Standing Room Only: Marketing Insights for Engaging Performing Arts Audiences by Joanne Scheff Bernstein
If you are a performing arts manager, marketer, educator, student, board member, or consultant, you will find this book indispensable. Standing Room Only is a comprehensive, newly revised, and up-to-date sourcebook of marketing strategies and techniques for theater, music, dance, and opera organizations. It presents the ideas and information you need to attract and engage current and potential customers effectively and efficiently today and into the future. This book combines proven marketing wisdom with viable new ideas and approaches that will help arts organizations improve their practices and impact and realize their artistic missions.
Standing Room Only: Strategies for Marketing the Performing Arts by Philip Kotler
Standing Room Only is the only sourcebook managers and marketers of arts organizations will ever need. Kotler and Scheff apply the full spectrum of marketing principles — from segmentation and pricing to promotion and public relations to nonprofit arts organizations. Here there are hundreds of examples from theater, music, and dance organizations all over the world. The authors present the fundamental marketing principles step by step to show arts managers how to build innovative marketing programs and strong customer bases.
Music Entrepreneurship by Allan Dumbreck
The music industries hinge on entrepreneurship. The recent, rapid convergence of media and the parallel ongoing evolution of music businesses have again seen the focus shift to independent companies and individual entrepreneurs. Opportunities tend not to be advertised in professional music and practically everyone begins on their own: forming a band, starting a record label, running events, or building a website. But it's not an easy territory to navigate or get a handle on.
Music Entrepreneurship features an analysis of the changing landscape of the music industries and the value of the entrepreneur within them through a series of focused chapters and case studies. Alongside contributions from key academics across the globe, expert contributors from across the industry highlight successful entrepreneurs and offers practical help to the reader trying to navigate the business.
Making Museums Matter by Stephen E. Weil
In this volume of 29 essays, Weil's overarching concern is that museums be able to “earn their keep”—that they make themselves matter—in an environment of potentially shrinking resources. Also included in this collection are reflections on the special qualities of art museums, an investigation into the relationship of current copyright law to the visual arts, a detailed consideration of how the museums and legal system of the United States have coped with the problem of Nazi-era art, and a series of delightfully provocative training exercises for those anticipating entry into the museum field.
Culture of Curating and the Curating of Culture(s)
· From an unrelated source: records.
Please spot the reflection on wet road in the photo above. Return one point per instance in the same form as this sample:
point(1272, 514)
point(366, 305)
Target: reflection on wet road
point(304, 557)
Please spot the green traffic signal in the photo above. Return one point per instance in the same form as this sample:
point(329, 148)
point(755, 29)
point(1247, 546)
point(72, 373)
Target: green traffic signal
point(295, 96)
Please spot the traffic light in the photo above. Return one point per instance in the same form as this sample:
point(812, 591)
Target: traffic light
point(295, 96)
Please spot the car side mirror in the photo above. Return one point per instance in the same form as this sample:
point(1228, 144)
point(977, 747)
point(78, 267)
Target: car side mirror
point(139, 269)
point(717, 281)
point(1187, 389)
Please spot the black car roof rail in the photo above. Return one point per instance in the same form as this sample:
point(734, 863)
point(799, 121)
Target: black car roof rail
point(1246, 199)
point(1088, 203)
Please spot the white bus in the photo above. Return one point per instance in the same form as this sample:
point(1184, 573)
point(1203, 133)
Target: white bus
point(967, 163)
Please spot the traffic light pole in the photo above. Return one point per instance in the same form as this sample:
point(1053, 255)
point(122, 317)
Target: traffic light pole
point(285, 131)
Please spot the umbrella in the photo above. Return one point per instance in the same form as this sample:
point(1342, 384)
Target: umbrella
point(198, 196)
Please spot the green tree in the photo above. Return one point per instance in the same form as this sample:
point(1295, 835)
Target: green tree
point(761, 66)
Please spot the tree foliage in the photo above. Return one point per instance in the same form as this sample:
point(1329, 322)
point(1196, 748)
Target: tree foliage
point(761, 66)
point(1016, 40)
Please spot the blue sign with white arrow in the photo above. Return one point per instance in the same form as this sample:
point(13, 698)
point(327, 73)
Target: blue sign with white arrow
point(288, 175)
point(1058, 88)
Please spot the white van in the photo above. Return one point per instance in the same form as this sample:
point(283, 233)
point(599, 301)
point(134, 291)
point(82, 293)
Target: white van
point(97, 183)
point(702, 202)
Once considered a mere caretaker for collections, the curator is now widely viewed as a globally connected auteur. Over the last twenty-five years, as international group exhibitions and biennials have become the dominant mode of presenting contemporary art to the public, curatorship has begun to be perceived as a constellation of creative activities not unlike artistic praxis. The curator has gone from being a behind-the-scenes organizer and selector to a visible, centrally important cultural producer. In The Culture of Curating and the Curating of Culture(s), Paul O'Neill examines the emergence of independent curatorship and the discourse that helped to establish it.